State statutes on guardianship all too often provide ambiguous guidance on decision-making on another’s behalf. As interns at the Office of Elder Justice and Adult Protective Services of the Administration for Community Living, we were asked to find the state statutory standards that guardians use to make decisions on behalf of a protected person. We conducted a review of all 50 states plus the District of Columbia and discerned five distinct categories of decision-making standards for guardians.
Based on the survey and external research, we created definitions for each category.
We defined substitute judgment as when the guardian substitutes the protected person’s values and desires for her own to make decisions about the protected person, and — to the best of the guardian’s ability— discern the protected person’s personal values and wishes.
In the best interest standard, the guardian makes decisions by reference to the guardian’s belief about what is in the general best interest of the protected person.
Maximum self-reliance directs the guardian to foster the protected person’s independence as much as possible.
Least restrictive means the guardian should exercise the least amount of intervention possible, making decisions for the protected person that least restrict the protected person’s decision-making agency.
The last category is other in which the statutory language doesn’t fit into any category or is silent as to guardianship decision-making standards.
Using these definitions, we found that a total of 19 states plus the District of Columbia fit into the substitute judgment category; 12 were best-interest states, seven were maximum self-reliance states, five were least restrictive states, and seven were other category states.
The Uniform Guardianship, Conservatorship, and other Protective Arrangements Act (“UGCOPAA”) is the updated uniform act that contains a section on guardian decision-making. The UGCOPAA provides more instruction to guardians who make decisions for a protected adult by explaining what information the guardian should consider. For example, guardians are directed to use a substitute judgment standard when possible and “consider the adult’s previous or current directions, preferences, opinions, values, and actions, to the extent actually known or reasonably ascertainable by the guardian.”
When this is not possible, the UGCOPAA explains how the standard is to be applied. It directs guardians to use a best-interest standard unless doing so would put the protected person in danger. In discerning what is in the best interest of the protected person, the statute instructs guardians to consider information “from professionals and persons that demonstrate sufficient interest in the welfare of the adult,” other information “the guardian believes the adult would have considered if the adult were able to act,” and “other factors a reasonable person in the circumstances of the adult would consider, including consequences for others.” As of today, only New Mexico has adopted the act.*
We learned that the relevant state statutes rarely, if ever, describe one clear standard for decision-making. What is more common is for a state to use descriptive language, like “best interest,” within its statute, while not defining the “best interest” standard.
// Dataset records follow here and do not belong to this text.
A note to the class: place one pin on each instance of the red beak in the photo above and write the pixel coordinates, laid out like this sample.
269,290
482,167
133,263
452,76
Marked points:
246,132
Some states prescribe the use of different standards for different types of decisions and others layer two or more standards within the same decision-making statute. Moreover, even after completing the survey, we struggled to understand how states define the terms that exist within their statutes. Additionally, we found little interpretation of the statutes because case law is either missing or unpublished. Some statutes are in the probate code, some in a dedicated elder abuse statute, and some completely silent.
As examples, in Illinois, the statute is relatively unambiguous that guardians should “determine how the ward would have made a decision based on the ward’s previously expressed preferences” when possible. However, “if the ward’s wishes are unknown and remain unknown after reasonable efforts to discern them, the decision shall be made on the basis of the ward’s best interests” (755 ILCS 5/11a-17).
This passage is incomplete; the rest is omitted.